Learn Interfaces by Building an Equation Solver - Step 36

You’ve added an argument to sub which is of the wrong type

Read more here https://www.pythontutorial.net/python-regex/python-regex-sub/

Add a positive lookahead to your regex pattern

Add to the existing regex.

but it says in the instructions this In the example above, the pattern a(?=t) contains a positive lookahead, which is used to match the a c this positive lookahead is in the format

my formatt is '1(?=x)' so i don’t see how it isn’t positive

That’s correct, read my advice above. Ask me if there’s something you don’t understand.

becuase how can it be of the wrong type when all it’s telling me to do is add the positive lookahead with character 1 and followed by x, i mean it seems like a obvious step

How many arguments does sub() take?

What type of arguments should they be?

yeah but i’ve not added anything to that i wasn’t suppose to, this instruction doesn’t tell me to remove/modify anything is that what i should do ?

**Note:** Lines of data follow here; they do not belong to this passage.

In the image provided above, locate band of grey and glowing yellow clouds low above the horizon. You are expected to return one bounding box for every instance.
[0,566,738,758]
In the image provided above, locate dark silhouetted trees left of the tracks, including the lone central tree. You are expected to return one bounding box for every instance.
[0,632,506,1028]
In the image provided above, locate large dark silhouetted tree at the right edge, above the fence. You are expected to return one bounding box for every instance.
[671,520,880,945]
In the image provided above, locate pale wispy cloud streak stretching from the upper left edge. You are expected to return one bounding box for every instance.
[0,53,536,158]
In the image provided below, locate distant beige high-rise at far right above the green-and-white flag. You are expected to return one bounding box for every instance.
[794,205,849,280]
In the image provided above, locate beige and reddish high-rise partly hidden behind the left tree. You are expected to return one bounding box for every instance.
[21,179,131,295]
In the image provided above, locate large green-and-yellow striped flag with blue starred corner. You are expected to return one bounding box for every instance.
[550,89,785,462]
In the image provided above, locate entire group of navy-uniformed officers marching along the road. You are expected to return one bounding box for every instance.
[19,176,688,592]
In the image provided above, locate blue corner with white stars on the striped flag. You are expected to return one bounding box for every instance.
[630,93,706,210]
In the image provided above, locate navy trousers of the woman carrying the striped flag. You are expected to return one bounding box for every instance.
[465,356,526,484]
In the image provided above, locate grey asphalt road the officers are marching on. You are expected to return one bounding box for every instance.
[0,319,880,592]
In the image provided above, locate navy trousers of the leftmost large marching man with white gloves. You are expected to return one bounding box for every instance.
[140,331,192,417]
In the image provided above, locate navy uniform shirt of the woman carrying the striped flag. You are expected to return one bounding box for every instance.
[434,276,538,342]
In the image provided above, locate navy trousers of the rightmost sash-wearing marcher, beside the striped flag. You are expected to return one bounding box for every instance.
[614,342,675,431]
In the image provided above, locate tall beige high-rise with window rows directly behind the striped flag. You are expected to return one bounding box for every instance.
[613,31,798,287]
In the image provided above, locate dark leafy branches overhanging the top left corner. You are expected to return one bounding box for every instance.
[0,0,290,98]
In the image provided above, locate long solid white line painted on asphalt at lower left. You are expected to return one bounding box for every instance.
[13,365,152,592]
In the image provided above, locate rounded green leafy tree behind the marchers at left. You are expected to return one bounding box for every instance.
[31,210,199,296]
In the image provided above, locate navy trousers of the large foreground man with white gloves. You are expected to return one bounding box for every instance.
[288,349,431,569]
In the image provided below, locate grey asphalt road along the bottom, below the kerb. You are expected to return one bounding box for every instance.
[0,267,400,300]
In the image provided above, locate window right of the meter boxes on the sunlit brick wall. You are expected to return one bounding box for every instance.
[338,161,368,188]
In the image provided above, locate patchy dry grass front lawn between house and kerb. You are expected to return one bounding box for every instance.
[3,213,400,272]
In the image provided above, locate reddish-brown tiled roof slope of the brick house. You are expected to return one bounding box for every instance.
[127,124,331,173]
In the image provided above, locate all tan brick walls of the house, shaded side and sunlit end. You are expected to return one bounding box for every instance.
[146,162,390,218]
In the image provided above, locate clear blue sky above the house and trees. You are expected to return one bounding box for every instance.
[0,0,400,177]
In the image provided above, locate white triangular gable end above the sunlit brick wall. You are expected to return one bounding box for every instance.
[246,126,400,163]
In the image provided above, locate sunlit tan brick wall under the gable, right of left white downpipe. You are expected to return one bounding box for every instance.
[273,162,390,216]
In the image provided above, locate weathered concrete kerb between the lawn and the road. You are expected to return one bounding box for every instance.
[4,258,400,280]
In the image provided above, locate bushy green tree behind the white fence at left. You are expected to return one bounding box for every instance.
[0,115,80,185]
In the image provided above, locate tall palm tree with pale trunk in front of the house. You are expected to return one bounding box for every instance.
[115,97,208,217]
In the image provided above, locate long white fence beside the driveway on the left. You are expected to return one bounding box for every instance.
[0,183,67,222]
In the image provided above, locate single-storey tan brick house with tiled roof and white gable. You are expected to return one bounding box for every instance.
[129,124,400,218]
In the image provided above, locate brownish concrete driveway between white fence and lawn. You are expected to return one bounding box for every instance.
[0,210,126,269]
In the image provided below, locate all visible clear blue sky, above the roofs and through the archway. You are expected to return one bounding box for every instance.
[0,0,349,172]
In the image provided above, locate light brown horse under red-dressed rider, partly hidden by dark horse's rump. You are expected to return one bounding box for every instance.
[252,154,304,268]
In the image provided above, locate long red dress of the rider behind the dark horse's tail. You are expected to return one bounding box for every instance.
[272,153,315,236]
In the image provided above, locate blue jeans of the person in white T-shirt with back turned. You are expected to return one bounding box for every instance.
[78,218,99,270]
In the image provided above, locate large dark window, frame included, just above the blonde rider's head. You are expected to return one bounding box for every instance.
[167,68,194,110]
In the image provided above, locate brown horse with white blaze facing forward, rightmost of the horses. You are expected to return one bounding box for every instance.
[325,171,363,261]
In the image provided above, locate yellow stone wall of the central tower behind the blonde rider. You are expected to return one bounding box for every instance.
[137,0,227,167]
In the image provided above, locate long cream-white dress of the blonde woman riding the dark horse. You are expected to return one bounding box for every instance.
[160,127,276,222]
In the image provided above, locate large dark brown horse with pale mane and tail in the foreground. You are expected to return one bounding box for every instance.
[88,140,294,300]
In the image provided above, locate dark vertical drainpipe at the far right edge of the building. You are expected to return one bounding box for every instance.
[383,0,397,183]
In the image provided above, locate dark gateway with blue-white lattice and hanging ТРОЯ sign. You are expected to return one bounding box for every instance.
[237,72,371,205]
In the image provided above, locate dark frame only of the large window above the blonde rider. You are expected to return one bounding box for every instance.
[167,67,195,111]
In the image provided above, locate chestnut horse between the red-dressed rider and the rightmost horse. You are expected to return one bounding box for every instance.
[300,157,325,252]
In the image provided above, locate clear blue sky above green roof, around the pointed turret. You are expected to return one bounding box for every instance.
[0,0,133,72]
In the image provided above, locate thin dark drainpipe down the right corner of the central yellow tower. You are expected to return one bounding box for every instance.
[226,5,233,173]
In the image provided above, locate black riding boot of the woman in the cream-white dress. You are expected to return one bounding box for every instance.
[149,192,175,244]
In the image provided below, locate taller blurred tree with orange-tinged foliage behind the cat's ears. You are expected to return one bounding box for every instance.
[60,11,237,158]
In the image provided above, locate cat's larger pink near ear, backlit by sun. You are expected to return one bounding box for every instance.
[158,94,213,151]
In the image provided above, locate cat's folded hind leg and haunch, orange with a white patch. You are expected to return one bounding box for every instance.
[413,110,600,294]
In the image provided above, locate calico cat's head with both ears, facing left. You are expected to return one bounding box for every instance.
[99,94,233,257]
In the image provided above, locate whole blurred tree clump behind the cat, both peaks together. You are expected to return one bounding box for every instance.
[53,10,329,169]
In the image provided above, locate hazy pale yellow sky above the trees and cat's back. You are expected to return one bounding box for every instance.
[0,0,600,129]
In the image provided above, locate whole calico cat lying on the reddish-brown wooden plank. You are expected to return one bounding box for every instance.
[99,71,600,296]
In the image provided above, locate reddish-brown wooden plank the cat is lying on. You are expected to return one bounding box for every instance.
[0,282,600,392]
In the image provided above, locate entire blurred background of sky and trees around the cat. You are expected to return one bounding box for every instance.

If you’re getting a a Type Error you can be confident that you’ve added something of the wrong type somewhere.

Look at the example code again, and see how you are giving a different set of arguments to the sub() function.

3-4 arguments and they should be a pattern, a replacement a string and one or more regx flags to modify function

The instructions literally tell you to modify your regex:

Add a positive lookahead to your regex pattern

no what i mean by modify is change it, not add, this whole python lingo with add and stuff is new

You need to add to the existing regex. You’ve added another argument with an additional regex.

1 Like

do you mean like this ?

return re.sub(r'(?<!\d)1'+'1(?=x)', '', equation_string.strip('+')

make it a single string, not multiple ones